2. I'm not even sure if i planted this one correctly as it was very buoyant with a thin stem, is it meant to float? or should it be planted?



3. alot of the stems I got seem to have grown really twisted, not sure why


4. I'm hoping this one keeps its red color, it's a nice contrast to the rest


and here's a nice view of the rest of my tank



thanks again


----------



## majerah1 (Oct 29, 2010)

Alrighty Ill give it a shot. 

1 Looks like pretty sad Mayaca fluviatilis 

2 looks like whats called aquatic fox tail. Not sure the true name

3 Is cabomba, most likely carolinia 

4 Is a type of ludwigia.
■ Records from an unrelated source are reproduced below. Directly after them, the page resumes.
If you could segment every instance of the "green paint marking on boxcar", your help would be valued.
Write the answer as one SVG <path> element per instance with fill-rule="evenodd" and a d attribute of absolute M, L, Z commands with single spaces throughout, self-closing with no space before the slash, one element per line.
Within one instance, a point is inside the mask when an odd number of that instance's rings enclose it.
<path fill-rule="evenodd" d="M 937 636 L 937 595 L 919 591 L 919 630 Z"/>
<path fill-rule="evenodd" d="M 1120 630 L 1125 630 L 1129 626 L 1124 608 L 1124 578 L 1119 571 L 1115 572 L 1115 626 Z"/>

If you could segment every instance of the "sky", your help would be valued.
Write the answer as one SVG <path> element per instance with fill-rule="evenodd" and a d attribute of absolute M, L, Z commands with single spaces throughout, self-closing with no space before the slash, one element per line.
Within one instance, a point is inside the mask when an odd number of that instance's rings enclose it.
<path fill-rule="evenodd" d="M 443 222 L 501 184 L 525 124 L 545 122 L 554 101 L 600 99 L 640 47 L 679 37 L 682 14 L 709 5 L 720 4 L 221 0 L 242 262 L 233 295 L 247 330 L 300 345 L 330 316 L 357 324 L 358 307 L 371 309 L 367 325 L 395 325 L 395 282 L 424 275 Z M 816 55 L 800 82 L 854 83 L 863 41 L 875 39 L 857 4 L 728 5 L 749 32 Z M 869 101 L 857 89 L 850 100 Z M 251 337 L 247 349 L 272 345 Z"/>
You will need good lighting to keep the red.


----------



## Marshall (Jul 8, 2013)

I checked out the 2nd one, it seems to just be hornwort, still not sure if i can leave it planted, I don't really want any floating plants...

and is the last one possibly ludwigia repens?


----------



## Arthur7 (Feb 22, 2013)

+1 like majerah1
Mayaca must have a little iron fertilizer when the tips are yellow.
In the 5th Image is back (light green) still Hygrophila


----------



## Marshall (Jul 8, 2013)

^ yeah, its hygro siamensis, but its not doing very well, its growing slower than the lower leaves are falling off, i had 5 stems but am down to 3 now


----------



## Raymond S. (Jan 11, 2013)

#2/ a+b= Floating Hortworth. But can be used just as you have it there. Been a very long while since using in that manner
but if memory serves, won't grow any roots on the part which is planted and may rot at that spot but not really sure about
that part as it's been a long time. Very fast growing and uses up lots of nutrients from the water but never seems to show
any lack of in it's self. Tips will show a "golden" color if doing well but that usually happens when it's at the surface.
On the flip side I've hardly ever seen algae in any tank I had which had that in it. We used to just hook the middle of it
under a piece of driftwood and in two to three weeks both ends looked like separate plants growing up from around that wood.


----------



## jrman83 (Jul 9, 2010)

What type of lighting, etc did the plants comes from? His tank to yours will cause your plants to loose some leaves until they acclimate. If you had a pretty good light level and CO2 you could prevent that, but if not...normal.


----------



## Marshall (Jul 8, 2013)

he said he had moderate lighting but I'm not sure exactly, I was expecting some leaves to fall, no problem


----------